The injection from the clifford algebra over diracForm into the algebra generated by the γ matrices.

Equations

• spaceTime.γ.ofCliffordAlgebra = (CliffordAlgebra.lift spaceTime.γ.diracForm) ⟨∑ i : Fin 4, (LinearMap.proj i).smulRight ⟨spaceTime.γ i, ⋯⟩, ⋯⟩

@[simp]

theorem spaceTime.γ.ofCliffordAlgebra_ι_single (i : Fin 4) (r : ℝ) : ofCliffordAlgebra ((CliffordAlgebra.ι diracForm) (Pi.single i r)) = r • ⟨γ i, ⋯⟩

The generators of the clifford algebra correspond to the elements γ.

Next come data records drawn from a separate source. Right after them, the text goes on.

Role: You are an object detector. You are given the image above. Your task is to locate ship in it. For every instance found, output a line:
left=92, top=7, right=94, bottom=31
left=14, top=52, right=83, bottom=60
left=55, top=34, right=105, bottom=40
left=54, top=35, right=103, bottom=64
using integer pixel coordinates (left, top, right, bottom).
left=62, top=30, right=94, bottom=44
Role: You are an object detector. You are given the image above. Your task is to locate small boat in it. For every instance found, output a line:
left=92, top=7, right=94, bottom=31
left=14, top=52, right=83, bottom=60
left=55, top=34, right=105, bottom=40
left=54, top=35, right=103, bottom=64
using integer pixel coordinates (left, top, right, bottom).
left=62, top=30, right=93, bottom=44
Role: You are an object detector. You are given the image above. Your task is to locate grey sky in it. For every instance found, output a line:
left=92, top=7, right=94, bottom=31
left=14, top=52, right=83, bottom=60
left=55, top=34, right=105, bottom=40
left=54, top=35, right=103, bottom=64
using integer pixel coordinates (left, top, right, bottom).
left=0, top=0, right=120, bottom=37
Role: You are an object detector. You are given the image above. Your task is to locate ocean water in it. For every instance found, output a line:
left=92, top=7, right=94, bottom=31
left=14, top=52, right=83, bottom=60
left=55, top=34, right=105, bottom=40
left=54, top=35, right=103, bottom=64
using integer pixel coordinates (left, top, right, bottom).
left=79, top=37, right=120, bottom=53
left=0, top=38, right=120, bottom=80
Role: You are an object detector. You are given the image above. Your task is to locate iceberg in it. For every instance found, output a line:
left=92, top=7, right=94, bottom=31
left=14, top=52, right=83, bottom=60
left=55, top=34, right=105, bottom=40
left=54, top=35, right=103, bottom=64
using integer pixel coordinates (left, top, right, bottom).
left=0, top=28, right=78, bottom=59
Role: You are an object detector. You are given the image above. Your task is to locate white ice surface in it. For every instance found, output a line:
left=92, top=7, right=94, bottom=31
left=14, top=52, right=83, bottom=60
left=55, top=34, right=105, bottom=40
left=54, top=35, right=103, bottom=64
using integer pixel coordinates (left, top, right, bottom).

Surjectivity of ofCliffordAlgebra

theorem spaceTime.γ.γ_subtype_in_range (i : Fin 4) : ⟨γ i, ⋯⟩ ∈ ofCliffordAlgebra.range

Each gamma matrix (as an element of diracAlgebra) is in the range of ofCliffordAlgebra.

theorem spaceTime.γ.ofCliffordAlgebra_range_eq_top : ofCliffordAlgebra.range = ⊤

The range of ofCliffordAlgebra equals the top subalgebra (i.e., all of diracAlgebra).

theorem spaceTime.γ.ofCliffordAlgebra_surjective : Function.Surjective ⇑ofCliffordAlgebra

The homomorphism ofCliffordAlgebra is surjective.